From: Stefano Garzarella <sgarzare@redhat.com>
To: Bobby Eshleman <bobbyeshleman@gmail.com>
Cc: "David S. Miller" <davem@davemloft.net>,
Eric Dumazet <edumazet@google.com>,
Jakub Kicinski <kuba@kernel.org>,
Paolo Abeni <pabeni@redhat.com>, Simon Horman <horms@kernel.org>,
Stefan Hajnoczi <stefanha@redhat.com>,
Shuah Khan <shuah@kernel.org>,
Bobby Eshleman <bobbyeshleman@meta.com>,
"Michael S. Tsirkin" <mst@redhat.com>,
virtualization@lists.linux.dev, netdev@vger.kernel.org,
linux-kernel@vger.kernel.org, kvm@vger.kernel.org,
linux-kselftest@vger.kernel.org,
Daan De Meyer <daan.j.demeyer@gmail.com>
Subject: Re: [PATCH net] vsock: lock down child_ns_mode as write-once
Date: Wed, 18 Feb 2026 11:43:42 +0100 [thread overview]
Message-ID: <aZWUmbiH11Eh3Y4v@sgarzare-redhat> (raw)
In-Reply-To: <aZV6HRAIsf_rNRM2@sgarzare-redhat>
On Wed, Feb 18, 2026 at 11:02:02AM +0100, Stefano Garzarella wrote:
>On Tue, Feb 17, 2026 at 05:45:10PM -0800, Bobby Eshleman wrote:
>>From: Bobby Eshleman <bobbyeshleman@meta.com>
>>
>>To improve the security posture of vsock namespacing, this patch locks
>>down the vsock child_ns_mode sysctl setting with a write-once policy.
>>The user may write to child_ns_mode only once in each namespace, making
>>changes to either local or global mode be irreversible.
>>
>>This avoids security breaches where a process in a local namespace may
>>attempt to jailbreak into the global vsock ns space by setting
>>child_ns_mode to "global", creating a new namespace, and accessing the
>>global space through the new namespace.
>
>Commit 6a997f38bdf8 ("vsock: prevent child netns mode switch from
>local to global") should avoid exactly that, so I don't get this.
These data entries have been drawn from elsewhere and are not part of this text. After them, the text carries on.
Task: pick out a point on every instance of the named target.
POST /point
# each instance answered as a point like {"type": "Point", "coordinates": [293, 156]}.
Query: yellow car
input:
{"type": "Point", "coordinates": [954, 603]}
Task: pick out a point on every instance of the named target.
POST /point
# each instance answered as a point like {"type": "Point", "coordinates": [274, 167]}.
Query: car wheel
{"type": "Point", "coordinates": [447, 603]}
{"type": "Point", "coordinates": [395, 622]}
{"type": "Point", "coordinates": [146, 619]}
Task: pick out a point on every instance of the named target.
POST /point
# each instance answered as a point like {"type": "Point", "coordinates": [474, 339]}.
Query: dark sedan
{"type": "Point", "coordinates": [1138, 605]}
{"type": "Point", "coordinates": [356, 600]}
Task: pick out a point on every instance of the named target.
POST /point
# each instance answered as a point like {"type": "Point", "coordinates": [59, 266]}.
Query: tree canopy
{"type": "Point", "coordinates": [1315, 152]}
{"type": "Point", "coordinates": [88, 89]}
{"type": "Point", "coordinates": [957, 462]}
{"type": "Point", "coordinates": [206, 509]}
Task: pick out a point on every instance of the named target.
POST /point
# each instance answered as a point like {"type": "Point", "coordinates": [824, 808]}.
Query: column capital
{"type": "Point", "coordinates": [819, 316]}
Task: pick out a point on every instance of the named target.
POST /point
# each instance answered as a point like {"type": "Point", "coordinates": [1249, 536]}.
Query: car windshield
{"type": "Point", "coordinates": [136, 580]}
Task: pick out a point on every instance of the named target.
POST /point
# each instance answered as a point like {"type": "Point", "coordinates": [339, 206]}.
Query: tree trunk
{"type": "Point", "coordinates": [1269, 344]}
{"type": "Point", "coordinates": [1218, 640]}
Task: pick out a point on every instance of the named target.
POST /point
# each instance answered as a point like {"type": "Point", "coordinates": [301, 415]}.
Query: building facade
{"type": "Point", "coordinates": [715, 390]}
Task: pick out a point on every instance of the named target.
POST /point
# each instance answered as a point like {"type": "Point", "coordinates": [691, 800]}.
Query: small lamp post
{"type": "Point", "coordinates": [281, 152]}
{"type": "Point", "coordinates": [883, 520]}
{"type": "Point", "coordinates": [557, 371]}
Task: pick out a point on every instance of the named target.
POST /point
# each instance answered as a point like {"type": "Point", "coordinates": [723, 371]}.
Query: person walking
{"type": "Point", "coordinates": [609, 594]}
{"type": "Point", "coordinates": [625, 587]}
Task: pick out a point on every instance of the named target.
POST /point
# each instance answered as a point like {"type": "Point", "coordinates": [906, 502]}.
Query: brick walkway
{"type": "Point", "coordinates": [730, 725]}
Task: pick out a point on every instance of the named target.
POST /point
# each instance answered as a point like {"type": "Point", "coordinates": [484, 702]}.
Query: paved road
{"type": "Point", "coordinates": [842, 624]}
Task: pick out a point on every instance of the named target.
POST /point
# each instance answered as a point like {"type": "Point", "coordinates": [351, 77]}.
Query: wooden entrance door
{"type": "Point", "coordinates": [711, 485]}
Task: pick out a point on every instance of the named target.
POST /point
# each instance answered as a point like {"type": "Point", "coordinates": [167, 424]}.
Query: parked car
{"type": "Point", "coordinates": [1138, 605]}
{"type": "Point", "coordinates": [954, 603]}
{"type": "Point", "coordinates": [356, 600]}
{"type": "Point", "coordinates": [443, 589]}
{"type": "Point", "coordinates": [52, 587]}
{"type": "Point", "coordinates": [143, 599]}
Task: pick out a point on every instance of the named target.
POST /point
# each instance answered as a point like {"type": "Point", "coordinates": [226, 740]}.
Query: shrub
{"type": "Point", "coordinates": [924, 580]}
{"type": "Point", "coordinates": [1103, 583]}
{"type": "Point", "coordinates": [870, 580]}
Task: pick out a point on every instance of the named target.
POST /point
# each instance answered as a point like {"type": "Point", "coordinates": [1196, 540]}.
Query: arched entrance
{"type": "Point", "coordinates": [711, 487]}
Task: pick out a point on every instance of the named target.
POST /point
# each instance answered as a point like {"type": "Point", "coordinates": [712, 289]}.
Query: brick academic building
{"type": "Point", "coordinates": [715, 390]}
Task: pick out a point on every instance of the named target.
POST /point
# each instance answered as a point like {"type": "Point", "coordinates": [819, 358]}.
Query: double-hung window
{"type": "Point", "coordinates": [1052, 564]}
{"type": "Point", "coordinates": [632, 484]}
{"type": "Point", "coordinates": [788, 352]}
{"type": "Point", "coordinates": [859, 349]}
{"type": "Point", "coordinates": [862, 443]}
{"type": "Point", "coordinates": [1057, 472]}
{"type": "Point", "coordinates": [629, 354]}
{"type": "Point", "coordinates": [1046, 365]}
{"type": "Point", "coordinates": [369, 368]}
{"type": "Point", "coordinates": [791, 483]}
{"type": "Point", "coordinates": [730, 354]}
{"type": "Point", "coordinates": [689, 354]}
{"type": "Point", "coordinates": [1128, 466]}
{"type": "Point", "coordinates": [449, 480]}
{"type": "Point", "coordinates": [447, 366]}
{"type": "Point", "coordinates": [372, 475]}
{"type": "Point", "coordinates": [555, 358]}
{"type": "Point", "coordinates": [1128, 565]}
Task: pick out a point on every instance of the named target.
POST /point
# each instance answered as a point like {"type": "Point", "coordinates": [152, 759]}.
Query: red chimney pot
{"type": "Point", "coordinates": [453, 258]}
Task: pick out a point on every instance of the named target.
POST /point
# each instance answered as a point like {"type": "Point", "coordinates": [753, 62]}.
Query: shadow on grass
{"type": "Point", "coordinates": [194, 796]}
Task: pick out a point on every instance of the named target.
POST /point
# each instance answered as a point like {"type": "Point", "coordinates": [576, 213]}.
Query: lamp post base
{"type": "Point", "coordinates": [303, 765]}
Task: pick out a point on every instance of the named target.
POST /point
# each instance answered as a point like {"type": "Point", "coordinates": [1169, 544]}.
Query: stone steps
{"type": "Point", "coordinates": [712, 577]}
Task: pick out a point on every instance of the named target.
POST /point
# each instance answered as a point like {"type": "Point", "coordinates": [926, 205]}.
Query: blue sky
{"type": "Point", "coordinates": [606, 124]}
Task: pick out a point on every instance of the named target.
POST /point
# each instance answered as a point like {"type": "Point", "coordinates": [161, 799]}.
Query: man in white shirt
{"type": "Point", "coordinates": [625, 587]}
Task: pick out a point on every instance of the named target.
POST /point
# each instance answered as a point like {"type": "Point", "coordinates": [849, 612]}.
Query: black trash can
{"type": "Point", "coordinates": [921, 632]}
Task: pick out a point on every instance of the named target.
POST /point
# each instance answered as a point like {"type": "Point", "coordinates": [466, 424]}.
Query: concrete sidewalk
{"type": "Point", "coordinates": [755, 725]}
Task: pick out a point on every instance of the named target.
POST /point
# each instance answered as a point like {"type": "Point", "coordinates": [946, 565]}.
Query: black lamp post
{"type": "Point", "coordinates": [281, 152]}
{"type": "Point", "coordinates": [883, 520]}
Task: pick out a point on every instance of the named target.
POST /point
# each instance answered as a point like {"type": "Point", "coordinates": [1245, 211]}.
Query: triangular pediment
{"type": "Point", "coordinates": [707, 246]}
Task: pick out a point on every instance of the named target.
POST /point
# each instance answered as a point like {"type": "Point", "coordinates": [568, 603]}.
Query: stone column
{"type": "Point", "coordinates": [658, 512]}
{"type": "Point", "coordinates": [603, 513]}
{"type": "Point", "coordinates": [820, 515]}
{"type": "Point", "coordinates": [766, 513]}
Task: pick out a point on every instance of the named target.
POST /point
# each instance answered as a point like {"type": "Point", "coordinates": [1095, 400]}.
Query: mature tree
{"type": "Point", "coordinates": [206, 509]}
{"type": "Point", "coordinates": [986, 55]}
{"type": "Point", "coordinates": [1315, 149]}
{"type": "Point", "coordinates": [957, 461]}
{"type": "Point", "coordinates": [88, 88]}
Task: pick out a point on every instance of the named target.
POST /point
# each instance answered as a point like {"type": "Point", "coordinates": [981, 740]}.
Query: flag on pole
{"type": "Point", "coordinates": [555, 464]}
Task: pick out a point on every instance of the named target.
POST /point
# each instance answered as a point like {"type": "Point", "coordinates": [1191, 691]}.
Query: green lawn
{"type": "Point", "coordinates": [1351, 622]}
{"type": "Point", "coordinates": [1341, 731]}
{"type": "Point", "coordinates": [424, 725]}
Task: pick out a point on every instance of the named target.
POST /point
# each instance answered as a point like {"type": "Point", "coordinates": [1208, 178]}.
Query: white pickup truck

Can
>you elaborate more how this can happen without this patch?
>
>I think here we should talk more about what we described in
>https://lore.kernel.org/netdev/aZNNBc390y6V09qO@sgarzare-redhat/ which
>is that two administrator processes could compete in setting
>`child_ns_mode` and end up creating a namespace with an `ns_mode`
>different from the one set in `child_ns_mode`. But I would also
>explain that this can still be detected by the process by looking at
>`ns_mode` and trying again. With this patch, we avoid this and allow
>the namespace manager to set it once and be sure that it cannot be
>changed again.
>
>>
>>Additionally, fix the test functions that this change would otherwise
>>break by adding "global-parent" and "local-parent" namespaces and using
>>them as intermediaries to spawn namespaces in the given modes. This
>>avoids the need to change "child_ns_mode" in the init_ns. nsenter must
>>be used because ip netns unshares the mount namespace so nested "ip
>>netns add" breaks exec calls from the init ns.
>
>I'm not sure what the policy is in netdev, but I would prefer to have
>selftest changes in another patch (I think earlier in the series so as
>not to break the bisection), in order to simplify backporting (e.g. in
>CentOS Stream, to keep the backport small, I didn't backport the
>dozens of patches for selftest that we did previously).
>
>Obviously, if it's not possible and breaks the bisection, I can safely
>skip these changes during the backport.
>
>>
>>Test run:
>>
>>1..25
>>ok 1 vm_server_host_client
>>ok 2 vm_client_host_server
>>ok 3 vm_loopback
>>ok 4 ns_host_vsock_ns_mode_ok
>>ok 5 ns_host_vsock_child_ns_mode_ok
>>ok 6 ns_global_same_cid_fails
>>ok 7 ns_local_same_cid_ok
>>ok 8 ns_global_local_same_cid_ok
>>ok 9 ns_local_global_same_cid_ok
>>ok 10 ns_diff_global_host_connect_to_global_vm_ok
>>ok 11 ns_diff_global_host_connect_to_local_vm_fails
>>ok 12 ns_diff_global_vm_connect_to_global_host_ok
>>ok 13 ns_diff_global_vm_connect_to_local_host_fails
>>ok 14 ns_diff_local_host_connect_to_local_vm_fails
>>ok 15 ns_diff_local_vm_connect_to_local_host_fails
>>ok 16 ns_diff_global_to_local_loopback_local_fails
>>ok 17 ns_diff_local_to_global_loopback_fails
>>ok 18 ns_diff_local_to_local_loopback_fails
>>ok 19 ns_diff_global_to_global_loopback_ok
>>ok 20 ns_same_local_loopback_ok
>>ok 21 ns_same_local_host_connect_to_local_vm_ok
>>ok 22 ns_same_local_vm_connect_to_local_host_ok
>>ok 23 ns_delete_vm_ok
>>ok 24 ns_delete_host_ok
>>ok 25 ns_delete_both_ok
>>SUMMARY: PASS=25 SKIP=0 FAIL=0
>
>IMO this can be removed from the commit message, doesn't add much
>value other than say that all test passes.
>
>>
>>Fixes: eafb64f40ca4 ("vsock: add netns to vsock core")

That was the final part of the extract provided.